Ok, I have to stop you here and address just how badly this video destroyed so-called geodesy. Geodesic science admits, readily, that they form their model after creating a model for them to measure their model from. Seriously? That means it isn't a measurement of the real world, but a measurement from a model they created, after they assume it is a globe. Yep, that's pretty down and dirty. It's called begging the question. Even if you say they measure "the length of an arc corresponding to a geodetic latitude difference at two places along the meridian"...What? A meridian they created but never actually measured? They admit they don't measure anything real but all of it is assumed before they measure. Why? Because they can't measure an arc that doesn't exist. It's a scam. Earth isn't a ball. All the formulas are based on presumption. Talk about cheating. Later, the flat earthers literally destroy every other fake narrative in relation to this crazy scheme with all sorts of great arguments. Sorry Cassini, this is truly embarrassing for anyone who takes stock in this chimera.
Ladislaus:
That reminds me of the circular logic between the geological column and fossil records. They date fossils based on the geological column, and they date the geological column from the fossils in it.
O.K., I see what you mean, the assumption being that the Earth is a globe at the time. But isn't that similar to all the flat-earth 'sciences,' the assumption that the Earth is flat.
So then, let us go back to catholic flatearthers' assumption that the Bible reveals the Earth is flat, a far more important aspect of the debate than comparing astronomical assumptions. First a little history:
Although there were a few flat-earthers, by the time of Eratosthenes (300BC), followed by Strabo (300BC), Crates (200BC), and Ptolemy (1AD), the sphericity of the earth was accepted among the Greeks and Romans. Nor did this understanding change with the advent of Christianity. A few, at least two, and at most five early Christian fathers denied the spherically of earth by mistaking passages such as Ps.104:2-3 as geographical rather than metaphorical statements. On the other side tens of thousands of Christian theologians, poets, artists, and scientists took the spherical view throughout the early, medieval, and modern church. The point is that no educated person believed otherwise.’ -Jeffrey Russell: summary of Inventing the Flat Earth: Columbus and Modern Historians (1997)
“All persons of Columbus’ day, very much including the Roman Catholic prelates, knew the Earth was round. The Venerable Bede (673-735AD) taught that the world was round, as did Bishop Virgilius of Salzburg (700-784AD), Hildegard of Bingen (1098-1179), and Thomas Aquinas (1224-74). All four ended up saints.
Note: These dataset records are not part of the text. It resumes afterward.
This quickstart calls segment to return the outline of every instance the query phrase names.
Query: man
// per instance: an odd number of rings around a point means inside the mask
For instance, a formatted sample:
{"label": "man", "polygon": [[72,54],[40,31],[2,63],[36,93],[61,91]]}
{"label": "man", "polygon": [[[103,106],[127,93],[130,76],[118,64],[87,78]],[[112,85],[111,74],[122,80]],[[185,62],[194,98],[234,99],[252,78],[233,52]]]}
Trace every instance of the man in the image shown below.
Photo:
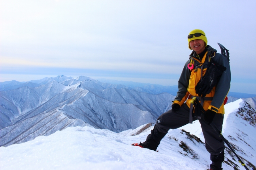
{"label": "man", "polygon": [[[213,122],[219,129],[222,129],[224,102],[230,86],[229,62],[216,50],[207,45],[207,39],[203,31],[192,31],[188,40],[188,48],[193,52],[179,80],[179,91],[172,109],[159,116],[146,141],[137,145],[156,151],[170,129],[180,128],[199,118],[205,147],[211,153],[211,169],[222,170],[224,142],[209,124]],[[198,117],[201,113],[193,107],[190,102],[195,96],[206,111],[205,115],[201,114],[201,117]]]}

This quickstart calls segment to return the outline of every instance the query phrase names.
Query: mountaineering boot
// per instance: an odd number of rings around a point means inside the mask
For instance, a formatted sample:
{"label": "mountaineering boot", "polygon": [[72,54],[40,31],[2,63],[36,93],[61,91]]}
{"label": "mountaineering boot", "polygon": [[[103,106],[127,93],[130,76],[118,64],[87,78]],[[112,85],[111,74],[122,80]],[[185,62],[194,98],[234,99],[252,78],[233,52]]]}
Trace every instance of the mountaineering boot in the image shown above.
{"label": "mountaineering boot", "polygon": [[146,141],[139,143],[139,145],[143,148],[155,151],[156,151],[156,149],[160,144],[160,141],[166,134],[158,131],[156,126],[155,125],[153,130],[151,130],[151,133],[148,135]]}
{"label": "mountaineering boot", "polygon": [[224,151],[218,155],[211,154],[211,160],[212,163],[210,165],[210,168],[212,170],[222,170],[221,164],[224,161]]}

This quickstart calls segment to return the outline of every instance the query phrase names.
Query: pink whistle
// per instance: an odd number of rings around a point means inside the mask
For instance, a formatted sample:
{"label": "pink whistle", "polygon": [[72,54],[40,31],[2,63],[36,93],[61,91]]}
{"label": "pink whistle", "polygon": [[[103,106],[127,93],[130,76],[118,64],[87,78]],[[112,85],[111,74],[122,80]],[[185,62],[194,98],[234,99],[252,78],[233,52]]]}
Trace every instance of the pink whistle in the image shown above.
{"label": "pink whistle", "polygon": [[188,65],[188,68],[190,70],[192,70],[194,68],[194,65],[191,63]]}

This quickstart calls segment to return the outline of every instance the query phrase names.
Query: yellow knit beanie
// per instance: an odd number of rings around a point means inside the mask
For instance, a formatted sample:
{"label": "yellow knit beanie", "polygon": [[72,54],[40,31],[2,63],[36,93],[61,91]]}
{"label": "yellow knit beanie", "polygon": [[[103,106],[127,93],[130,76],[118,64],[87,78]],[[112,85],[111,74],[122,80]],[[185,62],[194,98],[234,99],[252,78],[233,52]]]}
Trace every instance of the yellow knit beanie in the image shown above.
{"label": "yellow knit beanie", "polygon": [[[205,35],[205,33],[204,33],[204,32],[203,32],[203,31],[202,31],[201,30],[198,30],[198,29],[196,29],[190,32],[189,33],[188,35],[189,35],[190,34],[194,34],[195,33],[201,33]],[[197,39],[200,39],[203,40],[203,41],[205,42],[205,46],[206,46],[207,45],[207,38],[206,38],[206,37],[205,36],[201,35],[201,36],[200,36],[200,37],[196,37],[194,35],[193,36],[193,37],[191,38],[191,39],[189,39],[189,38],[188,39],[188,48],[192,50],[190,47],[190,45],[189,45],[189,42],[192,41],[192,40],[194,40]]]}

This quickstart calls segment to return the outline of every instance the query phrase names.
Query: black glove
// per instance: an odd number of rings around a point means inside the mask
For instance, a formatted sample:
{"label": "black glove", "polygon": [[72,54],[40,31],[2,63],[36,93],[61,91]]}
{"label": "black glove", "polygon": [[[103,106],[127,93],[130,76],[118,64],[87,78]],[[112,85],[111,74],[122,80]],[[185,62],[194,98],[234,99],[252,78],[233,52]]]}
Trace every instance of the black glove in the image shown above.
{"label": "black glove", "polygon": [[173,103],[172,105],[171,105],[171,110],[173,111],[177,111],[178,110],[179,110],[179,109],[181,107],[181,106],[179,105],[179,104],[177,103]]}
{"label": "black glove", "polygon": [[209,62],[205,74],[196,86],[196,92],[200,96],[202,97],[205,97],[207,94],[210,93],[226,69],[227,68],[221,65]]}
{"label": "black glove", "polygon": [[216,114],[216,112],[214,111],[208,110],[205,114],[202,114],[201,119],[203,119],[208,124],[210,124],[213,122]]}

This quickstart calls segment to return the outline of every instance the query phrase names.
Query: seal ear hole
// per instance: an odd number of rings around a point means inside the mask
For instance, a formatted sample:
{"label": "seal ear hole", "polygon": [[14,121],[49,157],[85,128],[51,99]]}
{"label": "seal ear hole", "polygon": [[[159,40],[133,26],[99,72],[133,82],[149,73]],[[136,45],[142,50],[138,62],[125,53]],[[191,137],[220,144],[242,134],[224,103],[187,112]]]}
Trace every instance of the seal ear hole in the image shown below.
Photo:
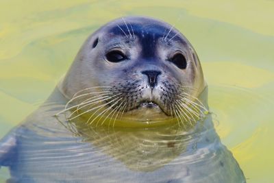
{"label": "seal ear hole", "polygon": [[195,54],[194,53],[192,53],[192,56],[193,56],[193,59],[194,59],[194,62],[195,63],[195,65],[197,66],[197,57],[195,56]]}
{"label": "seal ear hole", "polygon": [[93,42],[92,48],[96,47],[96,46],[97,45],[97,44],[98,44],[98,39],[99,39],[99,38],[97,38],[95,39],[95,41]]}
{"label": "seal ear hole", "polygon": [[187,66],[186,58],[182,53],[175,54],[169,61],[173,62],[181,69],[185,69]]}
{"label": "seal ear hole", "polygon": [[111,62],[119,62],[127,59],[127,56],[119,50],[110,51],[105,55],[105,57]]}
Sphere was the title of the most popular medieval textbook on astronomy, written by the English scholastic John of Sacrobosco (1195-1256). It informed that not only the Earth but all heavenly bodies are spherical.’ --- Rodney Stark: Catholicism and Science, Stark, 9/2004.
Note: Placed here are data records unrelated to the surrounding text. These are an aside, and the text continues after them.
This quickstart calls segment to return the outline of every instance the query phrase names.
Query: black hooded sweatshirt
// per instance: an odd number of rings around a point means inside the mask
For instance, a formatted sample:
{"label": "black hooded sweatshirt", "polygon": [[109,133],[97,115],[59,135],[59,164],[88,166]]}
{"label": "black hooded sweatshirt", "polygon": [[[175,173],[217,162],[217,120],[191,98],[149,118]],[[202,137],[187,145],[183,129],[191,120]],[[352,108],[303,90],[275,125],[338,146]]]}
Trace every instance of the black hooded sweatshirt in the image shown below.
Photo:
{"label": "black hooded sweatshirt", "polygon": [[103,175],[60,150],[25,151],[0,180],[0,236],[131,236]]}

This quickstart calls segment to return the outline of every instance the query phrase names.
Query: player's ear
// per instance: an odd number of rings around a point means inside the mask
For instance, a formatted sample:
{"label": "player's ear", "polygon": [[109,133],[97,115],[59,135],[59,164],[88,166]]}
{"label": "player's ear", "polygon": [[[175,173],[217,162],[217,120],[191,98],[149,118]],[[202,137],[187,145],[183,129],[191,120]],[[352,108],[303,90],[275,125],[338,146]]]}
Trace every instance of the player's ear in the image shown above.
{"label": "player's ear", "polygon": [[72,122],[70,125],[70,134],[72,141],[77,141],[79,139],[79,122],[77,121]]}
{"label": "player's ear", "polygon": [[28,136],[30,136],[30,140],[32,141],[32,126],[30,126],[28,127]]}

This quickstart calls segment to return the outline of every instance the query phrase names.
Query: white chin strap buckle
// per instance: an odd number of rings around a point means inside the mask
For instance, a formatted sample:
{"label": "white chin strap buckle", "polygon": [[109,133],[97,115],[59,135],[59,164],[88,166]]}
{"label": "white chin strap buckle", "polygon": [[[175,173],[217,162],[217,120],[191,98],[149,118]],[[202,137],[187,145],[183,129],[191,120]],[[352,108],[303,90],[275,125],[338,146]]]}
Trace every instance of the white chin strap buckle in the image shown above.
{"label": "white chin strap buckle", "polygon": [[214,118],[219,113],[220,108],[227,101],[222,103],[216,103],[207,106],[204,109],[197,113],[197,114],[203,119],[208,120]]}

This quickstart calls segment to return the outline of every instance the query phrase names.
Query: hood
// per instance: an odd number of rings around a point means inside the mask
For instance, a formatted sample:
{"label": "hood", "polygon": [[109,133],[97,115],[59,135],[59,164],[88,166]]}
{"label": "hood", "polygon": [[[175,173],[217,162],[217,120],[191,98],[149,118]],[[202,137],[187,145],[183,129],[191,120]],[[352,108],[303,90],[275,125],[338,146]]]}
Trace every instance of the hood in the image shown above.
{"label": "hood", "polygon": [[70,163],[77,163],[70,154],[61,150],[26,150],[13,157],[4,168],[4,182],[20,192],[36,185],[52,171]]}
Note the statue of the Child of Prague holding a global Earth with the Cross on top of it. Globus Crucriger has long represented the Christian God’s reign over the Earth. Further devotion to the image began in 1556 when Maria Manriquez de Lara took the statue of infant Jesus to Czechoslovakia from Spain. It is now in the church of Our Lady of Victory in Prague, an object of veneration.’
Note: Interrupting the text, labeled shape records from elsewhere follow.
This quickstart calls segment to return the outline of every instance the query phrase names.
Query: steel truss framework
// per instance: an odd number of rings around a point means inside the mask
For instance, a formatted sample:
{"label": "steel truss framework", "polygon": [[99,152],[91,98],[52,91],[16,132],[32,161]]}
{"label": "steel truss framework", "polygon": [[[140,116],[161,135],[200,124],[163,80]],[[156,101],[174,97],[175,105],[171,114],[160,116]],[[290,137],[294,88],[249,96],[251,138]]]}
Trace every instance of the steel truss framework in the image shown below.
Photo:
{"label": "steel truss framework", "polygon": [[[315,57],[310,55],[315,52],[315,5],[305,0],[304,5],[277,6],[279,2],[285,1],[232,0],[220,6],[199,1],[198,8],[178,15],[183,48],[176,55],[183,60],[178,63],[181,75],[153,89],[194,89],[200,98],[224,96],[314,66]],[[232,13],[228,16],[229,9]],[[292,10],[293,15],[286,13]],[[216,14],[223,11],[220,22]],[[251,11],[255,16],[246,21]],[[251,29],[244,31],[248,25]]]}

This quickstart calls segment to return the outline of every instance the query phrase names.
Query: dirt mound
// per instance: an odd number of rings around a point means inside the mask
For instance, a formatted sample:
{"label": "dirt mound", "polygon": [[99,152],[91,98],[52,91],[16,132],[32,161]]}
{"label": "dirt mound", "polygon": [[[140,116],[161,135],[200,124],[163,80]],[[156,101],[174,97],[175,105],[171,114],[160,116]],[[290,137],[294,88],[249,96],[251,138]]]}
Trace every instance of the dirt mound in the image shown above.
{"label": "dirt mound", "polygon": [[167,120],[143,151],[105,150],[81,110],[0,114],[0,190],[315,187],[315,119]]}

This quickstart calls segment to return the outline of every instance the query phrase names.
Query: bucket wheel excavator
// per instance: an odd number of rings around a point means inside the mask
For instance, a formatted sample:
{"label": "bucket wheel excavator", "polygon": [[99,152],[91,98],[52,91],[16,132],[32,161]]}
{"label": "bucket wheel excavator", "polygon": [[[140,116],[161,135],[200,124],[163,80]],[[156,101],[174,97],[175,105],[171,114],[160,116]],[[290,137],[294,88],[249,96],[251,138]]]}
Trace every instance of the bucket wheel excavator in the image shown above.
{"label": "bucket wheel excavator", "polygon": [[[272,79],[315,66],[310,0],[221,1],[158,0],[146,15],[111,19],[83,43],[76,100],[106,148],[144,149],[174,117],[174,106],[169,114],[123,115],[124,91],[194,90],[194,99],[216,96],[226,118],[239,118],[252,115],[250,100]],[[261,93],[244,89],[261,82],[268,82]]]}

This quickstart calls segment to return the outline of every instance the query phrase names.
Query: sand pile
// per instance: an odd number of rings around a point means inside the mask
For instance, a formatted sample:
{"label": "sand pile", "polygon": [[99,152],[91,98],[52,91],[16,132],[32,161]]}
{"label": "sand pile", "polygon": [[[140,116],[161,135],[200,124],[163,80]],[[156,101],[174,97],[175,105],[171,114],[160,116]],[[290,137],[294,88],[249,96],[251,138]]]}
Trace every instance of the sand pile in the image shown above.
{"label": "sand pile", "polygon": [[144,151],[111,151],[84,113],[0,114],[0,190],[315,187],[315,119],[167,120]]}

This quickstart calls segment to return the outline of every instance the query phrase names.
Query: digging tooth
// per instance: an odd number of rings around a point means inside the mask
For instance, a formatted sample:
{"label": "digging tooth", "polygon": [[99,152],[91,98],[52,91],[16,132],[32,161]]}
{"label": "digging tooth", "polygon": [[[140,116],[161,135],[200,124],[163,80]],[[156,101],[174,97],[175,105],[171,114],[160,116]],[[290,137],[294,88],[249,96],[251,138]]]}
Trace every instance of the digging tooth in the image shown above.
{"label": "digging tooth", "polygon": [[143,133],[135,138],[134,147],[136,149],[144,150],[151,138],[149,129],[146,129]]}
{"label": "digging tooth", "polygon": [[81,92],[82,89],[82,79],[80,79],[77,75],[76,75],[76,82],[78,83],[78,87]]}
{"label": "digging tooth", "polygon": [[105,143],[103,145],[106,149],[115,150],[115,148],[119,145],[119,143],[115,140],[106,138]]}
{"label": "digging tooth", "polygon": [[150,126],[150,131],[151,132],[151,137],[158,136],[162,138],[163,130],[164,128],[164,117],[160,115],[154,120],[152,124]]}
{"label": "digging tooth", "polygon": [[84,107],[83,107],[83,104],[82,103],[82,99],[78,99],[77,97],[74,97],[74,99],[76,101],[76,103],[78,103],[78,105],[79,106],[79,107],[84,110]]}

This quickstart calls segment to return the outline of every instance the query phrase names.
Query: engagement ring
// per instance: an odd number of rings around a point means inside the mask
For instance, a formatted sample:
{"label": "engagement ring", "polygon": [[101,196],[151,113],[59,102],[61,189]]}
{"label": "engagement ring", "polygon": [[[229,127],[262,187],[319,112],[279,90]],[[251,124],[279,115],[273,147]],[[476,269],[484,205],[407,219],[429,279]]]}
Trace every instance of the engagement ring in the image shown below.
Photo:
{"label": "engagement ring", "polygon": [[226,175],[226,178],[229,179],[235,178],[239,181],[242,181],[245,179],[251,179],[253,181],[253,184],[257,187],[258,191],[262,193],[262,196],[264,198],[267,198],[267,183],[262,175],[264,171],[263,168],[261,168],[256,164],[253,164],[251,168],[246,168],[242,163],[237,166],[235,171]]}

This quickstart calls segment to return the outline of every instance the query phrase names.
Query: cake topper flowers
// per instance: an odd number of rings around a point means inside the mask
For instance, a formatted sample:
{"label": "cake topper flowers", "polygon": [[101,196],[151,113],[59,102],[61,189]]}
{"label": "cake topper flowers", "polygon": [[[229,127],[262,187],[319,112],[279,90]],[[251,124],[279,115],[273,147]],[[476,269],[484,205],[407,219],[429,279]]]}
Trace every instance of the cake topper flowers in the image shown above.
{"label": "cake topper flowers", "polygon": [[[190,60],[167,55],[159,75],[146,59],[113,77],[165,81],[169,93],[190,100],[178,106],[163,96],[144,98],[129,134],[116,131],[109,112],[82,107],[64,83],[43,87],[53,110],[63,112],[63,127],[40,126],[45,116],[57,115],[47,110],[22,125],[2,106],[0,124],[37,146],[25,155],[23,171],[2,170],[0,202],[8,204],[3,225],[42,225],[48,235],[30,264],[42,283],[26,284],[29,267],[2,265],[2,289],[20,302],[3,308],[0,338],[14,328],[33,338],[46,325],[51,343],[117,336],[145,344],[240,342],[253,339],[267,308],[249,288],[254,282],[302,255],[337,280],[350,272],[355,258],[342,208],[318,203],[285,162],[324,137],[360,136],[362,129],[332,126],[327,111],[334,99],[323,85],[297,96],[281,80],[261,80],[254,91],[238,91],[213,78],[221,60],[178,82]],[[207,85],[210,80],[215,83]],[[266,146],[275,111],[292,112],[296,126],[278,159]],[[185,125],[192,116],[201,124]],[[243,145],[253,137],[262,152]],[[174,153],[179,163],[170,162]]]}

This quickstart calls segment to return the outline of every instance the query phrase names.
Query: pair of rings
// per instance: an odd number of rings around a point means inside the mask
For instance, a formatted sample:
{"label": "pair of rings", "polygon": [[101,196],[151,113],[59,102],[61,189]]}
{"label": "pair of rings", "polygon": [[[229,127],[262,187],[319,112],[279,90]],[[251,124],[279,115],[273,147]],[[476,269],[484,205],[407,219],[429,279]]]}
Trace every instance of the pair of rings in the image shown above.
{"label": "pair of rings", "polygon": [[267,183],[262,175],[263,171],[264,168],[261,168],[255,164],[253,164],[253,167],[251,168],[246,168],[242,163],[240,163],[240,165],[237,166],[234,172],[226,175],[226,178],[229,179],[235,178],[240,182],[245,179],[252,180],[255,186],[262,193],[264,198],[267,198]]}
Then there is the Miraculous Medal. Its design was given to St Catherine Labouré by the Blessed Virgin Mary in Rue du Bac Paris in 1830. In her medal the Virgin stands upon Satan the snake atop a section of a globe, representing the entire world. Now our world is centred on the Earth, a globe from which Our Lady ascended into heaven and on which Mary will crush the head of the snake. Then there is the global moon, which is also associated with the Virgin Mary, reflecting as it does the light of the sun, just as Mary reflects the light of her Son on those Christians with faith.